Scar Treatment after Burns

• Pressure garment therapy: this works by exerting pressure perpendicular and parallel to the surface of the scar, working opposite of the contracture.
• Mechanism includes inhibition of transformation of fibroblasts to myofibroblasts 
• Scar strength improved, with smaller more densely packed collagen observed.

Scar Contractures

• Severe burn contractures should indicate perforator based local flaps if available or free tissue transfer particularly when no local options or extensive burns preclude Z plasties.
• Z plasty: lengthens contracted scar, breaks of straight line, shifts soft tissue contour (great for neck contractures. Z Plasties are transposition flaps. 
• Other options include tissue expansion, skin grafting
• Skin grafting and ectropion release appropriate treatment for burn ectropion (particularly full thickness skin grafting).
• Neck contracture release most commonly performed contracture release.

Complications

• Worse prognosis/inc mortality: age >60, >40% TBSA, inhalational injury, significant 3^rd degree burn, pre existing illness, hx tobacco or etoh abuse
• Electrical burns and circumferential burns carry risk for compartment syndrome.

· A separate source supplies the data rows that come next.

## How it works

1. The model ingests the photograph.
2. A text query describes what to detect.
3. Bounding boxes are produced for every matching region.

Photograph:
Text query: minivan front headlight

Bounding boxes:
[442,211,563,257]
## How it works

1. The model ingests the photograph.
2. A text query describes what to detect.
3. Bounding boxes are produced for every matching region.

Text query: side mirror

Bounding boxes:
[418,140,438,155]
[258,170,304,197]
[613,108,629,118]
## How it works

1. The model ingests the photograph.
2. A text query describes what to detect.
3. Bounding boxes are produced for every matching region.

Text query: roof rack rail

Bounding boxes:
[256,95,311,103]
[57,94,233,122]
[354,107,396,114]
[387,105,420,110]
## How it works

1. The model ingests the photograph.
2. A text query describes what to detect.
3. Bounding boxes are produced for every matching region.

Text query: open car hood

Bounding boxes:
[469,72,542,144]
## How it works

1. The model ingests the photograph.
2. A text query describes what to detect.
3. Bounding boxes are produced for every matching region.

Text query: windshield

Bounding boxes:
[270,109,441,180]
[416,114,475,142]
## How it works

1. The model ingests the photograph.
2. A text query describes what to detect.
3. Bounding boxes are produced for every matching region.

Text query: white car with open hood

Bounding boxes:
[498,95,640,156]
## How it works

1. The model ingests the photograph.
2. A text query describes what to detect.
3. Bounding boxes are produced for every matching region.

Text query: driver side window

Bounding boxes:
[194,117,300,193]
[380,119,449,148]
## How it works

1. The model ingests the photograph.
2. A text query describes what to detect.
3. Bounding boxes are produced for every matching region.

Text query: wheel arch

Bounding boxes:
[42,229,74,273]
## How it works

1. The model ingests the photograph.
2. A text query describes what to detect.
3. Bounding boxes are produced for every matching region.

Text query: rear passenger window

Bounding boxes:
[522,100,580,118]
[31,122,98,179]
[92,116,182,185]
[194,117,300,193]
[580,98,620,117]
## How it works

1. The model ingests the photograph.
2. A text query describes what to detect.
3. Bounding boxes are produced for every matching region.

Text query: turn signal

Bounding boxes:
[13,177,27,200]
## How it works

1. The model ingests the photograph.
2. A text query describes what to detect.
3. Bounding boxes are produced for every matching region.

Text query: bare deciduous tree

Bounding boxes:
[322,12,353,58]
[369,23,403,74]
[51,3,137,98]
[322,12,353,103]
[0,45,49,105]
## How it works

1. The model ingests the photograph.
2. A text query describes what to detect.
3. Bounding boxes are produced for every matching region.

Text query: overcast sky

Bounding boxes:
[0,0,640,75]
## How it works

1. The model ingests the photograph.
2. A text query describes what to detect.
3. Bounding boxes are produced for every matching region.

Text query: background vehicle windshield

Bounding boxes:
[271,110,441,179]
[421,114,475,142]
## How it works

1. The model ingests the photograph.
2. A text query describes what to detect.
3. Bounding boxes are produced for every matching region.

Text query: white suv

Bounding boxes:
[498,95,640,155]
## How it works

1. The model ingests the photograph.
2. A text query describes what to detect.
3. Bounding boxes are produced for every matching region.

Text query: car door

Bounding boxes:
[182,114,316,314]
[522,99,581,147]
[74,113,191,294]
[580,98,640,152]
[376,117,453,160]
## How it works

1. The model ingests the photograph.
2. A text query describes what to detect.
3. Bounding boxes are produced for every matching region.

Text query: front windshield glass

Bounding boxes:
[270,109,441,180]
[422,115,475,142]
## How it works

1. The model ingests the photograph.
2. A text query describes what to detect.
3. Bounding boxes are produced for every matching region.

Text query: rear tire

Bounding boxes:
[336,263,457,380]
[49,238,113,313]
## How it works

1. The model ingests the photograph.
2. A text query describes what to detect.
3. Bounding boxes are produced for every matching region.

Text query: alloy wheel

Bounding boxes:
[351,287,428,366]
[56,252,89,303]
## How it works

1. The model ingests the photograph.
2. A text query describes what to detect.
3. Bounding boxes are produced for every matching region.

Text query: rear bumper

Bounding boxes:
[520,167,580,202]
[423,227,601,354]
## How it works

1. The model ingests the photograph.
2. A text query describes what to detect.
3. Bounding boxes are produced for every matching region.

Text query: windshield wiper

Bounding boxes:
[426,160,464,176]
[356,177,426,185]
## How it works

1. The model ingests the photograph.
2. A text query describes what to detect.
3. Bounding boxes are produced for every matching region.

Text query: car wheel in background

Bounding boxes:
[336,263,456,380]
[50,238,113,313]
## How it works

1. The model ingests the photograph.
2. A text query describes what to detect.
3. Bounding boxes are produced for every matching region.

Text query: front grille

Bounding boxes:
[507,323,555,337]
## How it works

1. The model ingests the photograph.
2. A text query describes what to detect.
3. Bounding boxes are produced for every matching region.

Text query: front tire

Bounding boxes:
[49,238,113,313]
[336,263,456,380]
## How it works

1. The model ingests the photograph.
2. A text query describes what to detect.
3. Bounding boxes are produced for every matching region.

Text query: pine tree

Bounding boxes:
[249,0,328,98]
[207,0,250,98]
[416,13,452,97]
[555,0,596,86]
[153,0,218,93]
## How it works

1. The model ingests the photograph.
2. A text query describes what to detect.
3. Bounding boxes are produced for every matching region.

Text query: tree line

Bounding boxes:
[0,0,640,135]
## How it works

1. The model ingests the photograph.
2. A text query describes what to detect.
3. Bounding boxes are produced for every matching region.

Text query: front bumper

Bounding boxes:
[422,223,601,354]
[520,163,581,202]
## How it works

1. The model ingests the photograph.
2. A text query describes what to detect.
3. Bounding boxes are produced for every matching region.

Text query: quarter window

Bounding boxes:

This can lead to a volkmann’s ischemic contracture of the upper extremity if left untreated. Remember deep compartment fibrosis first, FDP, FPL.
• Remember the 5 P’s of compartment syndrome: pain, pallor, paresthesia, pulselessness, and paralysis
• Treatment for compartment syndrome is fasciotomies
• Compartment syndrome sequela include rhabdomyolysis and consequent renal and metabolic disorders (hyperkalemia, hypocalcemia)
• Can treat with insulin/glucose, mannitol
• Hypovolemic shock: can be seen after tangential excisions of large TBSA burns and include decreased urine output, tachycardia, hypotension.
• Sepsis after burns: most common bacteria includes MRSA, pseudomonas, and klebsiella
• Treat with vancomycin and zoysn (antifungal treatment not necessary)
• Heterotopic Ossification: complication of massive burn injury (>20%). The elbow is the most common site of occurrence. Prevent with radiation therapy/NSAIDs, surgical excision is tx for restoration of ROM
• X-ray shows soft tissue lamellar calcification 
• Marjolin’s ulcer: malignant degeneration of previous scar to SCC, typically 10 years out at earliest

Miscellaneous

• TENS or Steven’s Johnson syndrome: present with several days of indolent and nonspecific symptoms (after medication administration such as bactrim, allopurinol, phenytoin etc) and include fever, malaise, dysphagia. This progresses to hemodynamic collapse, skin exfoliation, and mucosal sloughing.